Paramedic who said staff were on brink of suicide 'off duty for his own good'
A paramedic was removed from duty to help his mental health after he warned working conditions were pushing colleagues to the brink of suicide, it has been claimed.
Bosses at the Northern Ireland Ambulance Service (NIAS) took the decision to stand down the paramedic as a "proactive measure".
It came after the disgruntled employee took to Facebook to post a damning assessment of the stress paramedics in Northern Ireland face on a daily basis.
His post, which was shared more than 140 times within hours of it appearing on Facebook, criticised management and unions for the ongoing disparity in pay between staff here compared to their counterparts in Scotland.
The devastating post urged bosses to act urgently to address working conditions "before you wake up to a headline some day that will haunt you for the rest of your days".
In a statement NIAS said the move to temporarily remove the paramedic from duty was a standard measure that is put in place when there are concerns about an employee's mental wellbeing.
It said the measure is used by managers "to support staff following a range of difficult circumstances such as staff having attended a traumatic call or having been assaulted".
A spokesman stressed the term "stand down" was being "wrongly understood to infer a sanction of some form".
He said that NIAS takes seriously the issue of staff mental health and has a range of programmes that staff are encouraged to use, including an external and confidential assistance programme.
He continued: "The services available under this programme have recently been reviewed, expanded and updated. Staff are also encouraged to approach line managers across the organisation."
The Facebook post, aimed at management and highlighted in yesterday's Belfast Telegraph, was a scathing assessment of the challenges facing paramedics.
"You are walking us into a mental health crisis with your attitude to this and also to our day to day welfare regarding rest periods, late finishes and enforced overtime," it said. "You are haemorrhaging staff as people jump ship to Capita, GP surgeries or just leave before the job kills them.
"Is that what it's going to take for you to sit up and notice the rot beneath your feet?
"We are fathers and mothers, sisters and brothers, daughters, carers, colleagues and friends, and we are sick to the back teeth of your inaction and procrastination.
"Get it sorted or move over and let someone who has an ounce of compassion get the job done for you, before you wake up to a headline someday that will haunt you for the rest of your days."
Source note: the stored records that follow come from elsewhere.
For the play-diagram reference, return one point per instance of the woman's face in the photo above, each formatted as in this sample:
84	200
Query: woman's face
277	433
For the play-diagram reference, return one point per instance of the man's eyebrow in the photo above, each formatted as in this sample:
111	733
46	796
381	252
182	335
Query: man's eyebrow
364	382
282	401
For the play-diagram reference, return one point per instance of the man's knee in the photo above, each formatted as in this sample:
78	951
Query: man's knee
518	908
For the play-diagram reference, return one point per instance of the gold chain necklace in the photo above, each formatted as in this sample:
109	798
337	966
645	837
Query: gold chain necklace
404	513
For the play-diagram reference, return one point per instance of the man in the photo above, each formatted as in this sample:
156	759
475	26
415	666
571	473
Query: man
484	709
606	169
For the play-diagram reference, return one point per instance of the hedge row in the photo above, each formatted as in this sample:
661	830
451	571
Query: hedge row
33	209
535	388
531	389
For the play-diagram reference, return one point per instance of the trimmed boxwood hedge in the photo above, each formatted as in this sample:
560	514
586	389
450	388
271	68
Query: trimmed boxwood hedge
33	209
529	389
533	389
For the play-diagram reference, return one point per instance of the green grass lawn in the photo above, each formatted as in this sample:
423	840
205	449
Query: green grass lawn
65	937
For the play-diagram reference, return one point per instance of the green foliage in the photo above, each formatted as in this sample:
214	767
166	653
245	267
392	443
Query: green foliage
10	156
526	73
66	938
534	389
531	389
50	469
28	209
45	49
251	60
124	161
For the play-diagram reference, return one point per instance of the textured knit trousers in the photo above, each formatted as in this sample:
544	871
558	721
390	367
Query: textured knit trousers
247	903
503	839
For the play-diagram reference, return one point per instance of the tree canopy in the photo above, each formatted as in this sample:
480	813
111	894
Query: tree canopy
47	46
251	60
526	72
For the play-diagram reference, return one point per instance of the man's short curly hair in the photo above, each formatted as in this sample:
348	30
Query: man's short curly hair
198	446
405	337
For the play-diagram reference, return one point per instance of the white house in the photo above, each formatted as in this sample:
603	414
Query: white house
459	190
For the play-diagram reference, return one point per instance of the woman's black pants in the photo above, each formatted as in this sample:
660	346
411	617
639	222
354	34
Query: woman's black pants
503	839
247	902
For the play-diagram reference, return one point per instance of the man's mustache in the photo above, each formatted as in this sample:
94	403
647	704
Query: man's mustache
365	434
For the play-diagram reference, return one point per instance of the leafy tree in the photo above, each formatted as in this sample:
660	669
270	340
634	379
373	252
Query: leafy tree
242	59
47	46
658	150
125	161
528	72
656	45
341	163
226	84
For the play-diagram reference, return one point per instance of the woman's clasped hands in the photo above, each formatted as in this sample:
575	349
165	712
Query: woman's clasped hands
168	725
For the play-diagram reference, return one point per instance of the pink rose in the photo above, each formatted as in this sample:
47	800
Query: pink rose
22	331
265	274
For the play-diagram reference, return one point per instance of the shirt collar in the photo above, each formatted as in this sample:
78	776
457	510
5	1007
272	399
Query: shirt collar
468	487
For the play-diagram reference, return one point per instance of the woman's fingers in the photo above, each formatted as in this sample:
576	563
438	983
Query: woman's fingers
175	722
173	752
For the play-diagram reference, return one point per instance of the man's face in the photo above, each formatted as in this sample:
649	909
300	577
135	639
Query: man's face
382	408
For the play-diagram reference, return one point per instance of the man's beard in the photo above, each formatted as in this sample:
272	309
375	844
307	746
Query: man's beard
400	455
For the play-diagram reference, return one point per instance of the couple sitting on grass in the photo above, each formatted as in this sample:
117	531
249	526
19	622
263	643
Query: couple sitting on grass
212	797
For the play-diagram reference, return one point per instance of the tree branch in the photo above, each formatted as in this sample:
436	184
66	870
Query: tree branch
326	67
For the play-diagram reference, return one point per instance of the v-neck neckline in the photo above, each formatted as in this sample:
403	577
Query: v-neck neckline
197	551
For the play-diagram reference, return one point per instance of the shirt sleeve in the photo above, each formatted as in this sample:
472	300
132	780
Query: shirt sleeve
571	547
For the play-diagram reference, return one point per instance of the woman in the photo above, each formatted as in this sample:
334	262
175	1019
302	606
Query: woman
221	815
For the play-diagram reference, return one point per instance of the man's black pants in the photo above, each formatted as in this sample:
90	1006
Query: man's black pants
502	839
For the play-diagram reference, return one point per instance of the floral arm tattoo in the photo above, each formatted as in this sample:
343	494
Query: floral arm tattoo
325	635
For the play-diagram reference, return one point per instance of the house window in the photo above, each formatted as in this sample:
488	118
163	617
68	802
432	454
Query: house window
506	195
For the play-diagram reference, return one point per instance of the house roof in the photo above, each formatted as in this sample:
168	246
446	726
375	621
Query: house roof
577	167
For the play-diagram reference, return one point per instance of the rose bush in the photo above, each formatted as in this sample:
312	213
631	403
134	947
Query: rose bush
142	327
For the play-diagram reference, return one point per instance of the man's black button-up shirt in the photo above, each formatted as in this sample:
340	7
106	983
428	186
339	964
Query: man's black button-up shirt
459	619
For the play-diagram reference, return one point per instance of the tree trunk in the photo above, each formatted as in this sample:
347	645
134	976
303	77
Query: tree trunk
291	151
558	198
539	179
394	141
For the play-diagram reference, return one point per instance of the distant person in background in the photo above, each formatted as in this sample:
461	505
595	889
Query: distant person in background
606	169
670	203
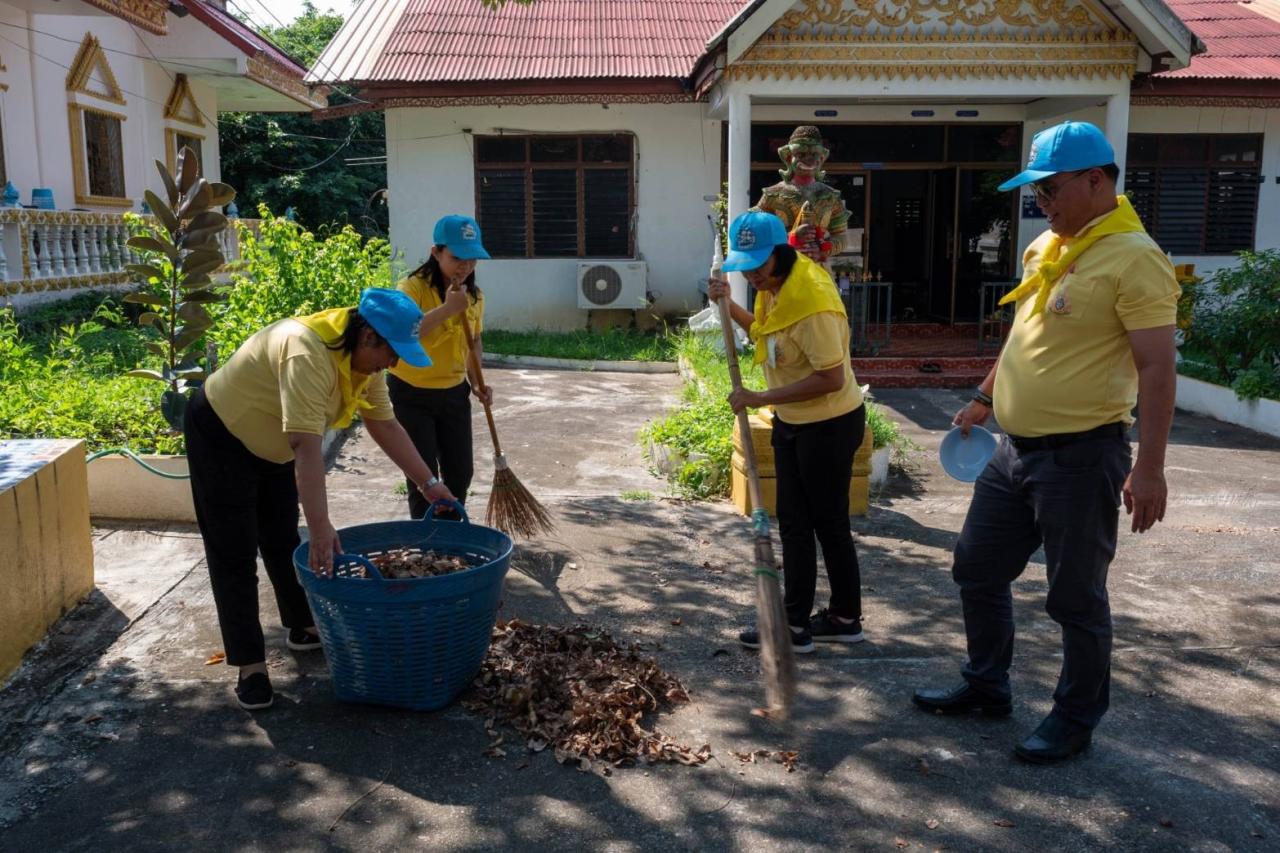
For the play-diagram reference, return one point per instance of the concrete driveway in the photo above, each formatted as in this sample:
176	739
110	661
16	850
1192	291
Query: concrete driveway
118	737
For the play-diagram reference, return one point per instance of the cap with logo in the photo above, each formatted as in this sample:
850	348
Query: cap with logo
461	236
1069	146
752	238
397	318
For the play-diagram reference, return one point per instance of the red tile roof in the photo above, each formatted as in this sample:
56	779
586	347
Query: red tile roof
461	41
1243	39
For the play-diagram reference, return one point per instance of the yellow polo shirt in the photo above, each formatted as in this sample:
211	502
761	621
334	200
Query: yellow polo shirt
444	345
817	342
1072	368
284	379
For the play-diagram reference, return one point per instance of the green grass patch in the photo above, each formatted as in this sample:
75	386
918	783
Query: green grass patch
612	345
700	430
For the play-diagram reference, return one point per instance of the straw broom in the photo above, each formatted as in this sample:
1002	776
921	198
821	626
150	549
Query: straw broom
777	658
511	507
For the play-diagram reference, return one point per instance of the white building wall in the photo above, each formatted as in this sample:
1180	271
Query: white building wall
430	172
1223	119
35	106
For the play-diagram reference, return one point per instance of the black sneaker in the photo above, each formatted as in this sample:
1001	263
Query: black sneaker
254	692
828	629
801	643
302	641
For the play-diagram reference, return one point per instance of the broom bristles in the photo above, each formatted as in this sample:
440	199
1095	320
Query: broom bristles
512	509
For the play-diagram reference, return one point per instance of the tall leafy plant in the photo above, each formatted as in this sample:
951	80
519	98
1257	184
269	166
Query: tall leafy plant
179	259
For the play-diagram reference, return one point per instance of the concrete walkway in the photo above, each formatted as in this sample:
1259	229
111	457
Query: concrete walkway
115	735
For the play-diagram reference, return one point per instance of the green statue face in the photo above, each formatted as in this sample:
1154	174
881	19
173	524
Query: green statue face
804	159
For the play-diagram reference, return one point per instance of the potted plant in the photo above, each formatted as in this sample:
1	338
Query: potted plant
178	261
178	255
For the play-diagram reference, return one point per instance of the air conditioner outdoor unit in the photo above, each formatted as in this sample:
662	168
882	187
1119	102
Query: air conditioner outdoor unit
612	284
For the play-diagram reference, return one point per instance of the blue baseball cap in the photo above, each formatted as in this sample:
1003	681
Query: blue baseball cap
752	238
1069	146
397	318
461	236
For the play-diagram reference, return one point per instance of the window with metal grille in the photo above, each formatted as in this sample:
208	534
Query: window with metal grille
1196	192
556	196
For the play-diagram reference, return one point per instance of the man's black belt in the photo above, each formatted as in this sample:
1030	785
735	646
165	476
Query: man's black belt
1061	439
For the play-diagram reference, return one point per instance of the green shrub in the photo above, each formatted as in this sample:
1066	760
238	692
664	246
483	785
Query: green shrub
286	270
65	383
1234	328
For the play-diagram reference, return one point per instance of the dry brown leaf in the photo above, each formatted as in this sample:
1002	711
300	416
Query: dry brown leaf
574	688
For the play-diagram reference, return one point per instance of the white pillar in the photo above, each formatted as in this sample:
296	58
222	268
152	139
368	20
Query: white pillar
739	174
1118	128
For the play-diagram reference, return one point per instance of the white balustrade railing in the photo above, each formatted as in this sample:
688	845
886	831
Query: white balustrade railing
63	250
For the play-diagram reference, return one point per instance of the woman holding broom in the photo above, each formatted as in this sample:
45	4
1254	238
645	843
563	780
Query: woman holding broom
801	342
434	402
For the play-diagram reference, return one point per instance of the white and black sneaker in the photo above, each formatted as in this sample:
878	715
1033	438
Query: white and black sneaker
302	641
826	628
254	692
801	643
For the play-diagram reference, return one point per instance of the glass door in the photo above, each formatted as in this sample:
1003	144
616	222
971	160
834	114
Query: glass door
983	238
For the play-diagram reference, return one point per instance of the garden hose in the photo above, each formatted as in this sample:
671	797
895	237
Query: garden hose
126	451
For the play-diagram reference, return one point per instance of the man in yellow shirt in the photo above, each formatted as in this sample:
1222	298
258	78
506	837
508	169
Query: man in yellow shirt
1093	334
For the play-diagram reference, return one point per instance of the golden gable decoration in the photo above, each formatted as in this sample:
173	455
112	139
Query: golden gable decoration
952	13
181	105
940	39
91	58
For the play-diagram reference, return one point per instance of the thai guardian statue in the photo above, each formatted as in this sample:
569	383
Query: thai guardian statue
813	211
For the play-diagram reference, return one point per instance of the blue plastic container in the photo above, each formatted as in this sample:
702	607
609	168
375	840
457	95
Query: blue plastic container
412	643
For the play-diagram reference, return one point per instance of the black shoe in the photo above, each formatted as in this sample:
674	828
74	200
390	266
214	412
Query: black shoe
254	692
1055	739
302	641
963	699
828	629
801	643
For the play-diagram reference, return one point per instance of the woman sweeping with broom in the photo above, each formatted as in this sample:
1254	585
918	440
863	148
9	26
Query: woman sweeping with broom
434	402
801	342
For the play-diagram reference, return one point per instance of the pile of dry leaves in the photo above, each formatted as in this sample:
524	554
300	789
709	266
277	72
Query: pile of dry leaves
576	690
398	564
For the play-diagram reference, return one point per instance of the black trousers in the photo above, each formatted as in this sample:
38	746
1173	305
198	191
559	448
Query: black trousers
814	465
246	506
1066	498
439	423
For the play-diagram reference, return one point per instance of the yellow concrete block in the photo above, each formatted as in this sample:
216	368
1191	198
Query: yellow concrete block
859	491
46	565
762	436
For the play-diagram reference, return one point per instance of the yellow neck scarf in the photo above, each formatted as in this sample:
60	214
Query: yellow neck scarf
330	325
1123	219
807	291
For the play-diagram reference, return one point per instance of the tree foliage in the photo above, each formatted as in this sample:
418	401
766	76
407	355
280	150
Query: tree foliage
291	160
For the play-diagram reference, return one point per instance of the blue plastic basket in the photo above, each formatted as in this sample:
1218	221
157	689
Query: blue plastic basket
407	643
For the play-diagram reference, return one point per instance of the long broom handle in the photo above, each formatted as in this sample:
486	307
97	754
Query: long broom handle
744	424
475	365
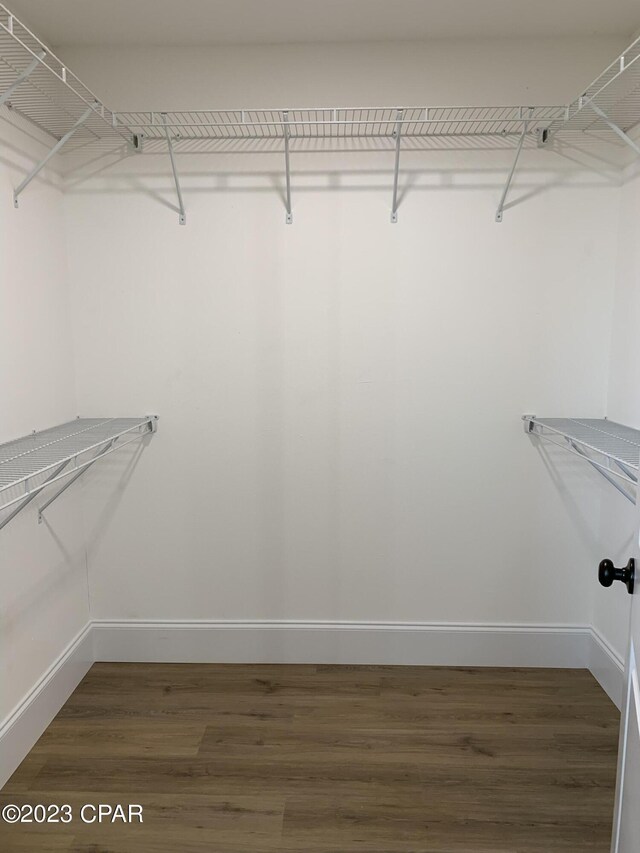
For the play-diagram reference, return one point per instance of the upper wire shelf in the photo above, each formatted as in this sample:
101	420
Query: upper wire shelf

The NIAS spokesman said many of the issues raised by the paramedic are down to the ongoing staffing issues, a situation the trust is working to address.
He said 48 associate ambulance practitioners began working yesterday and it is hoped they will help alleviate pressures on the service.
He added: "NIAS staff work in very challenging circumstances, providing an essential service to the public and the trust takes seriously its responsibilities in regard to the provision of support to staff in relation to all aspects of their health and well-being and particularly mental health.
"We will continue to work to ensure that our staff are given whatever help and support they need in this regard."
Health bosses are coming under increasing pressure to address pay disparity between NHS staff here and the rest of the UK.
Earlier this month the Royal College of Nursing (RCN) in Northern Ireland warned that thousands of members may walk out amid growing unrest over pay and conditions.
Paramedics and nurses have both complained they frequently work unpaid overtime, without breaks to eat or go to the toilet.
At the same time, they are earning thousands of pounds less than NHS staff doing the same jobs in England, Scotland and Wales.
RCN (NI) director Pat Cullen said of the situation: "I really feel awful shame at how nurses are being totally and utterly exploited.
"It is clear exploitation, let's not dress it up anymore, more and more is being pushed on our nurses."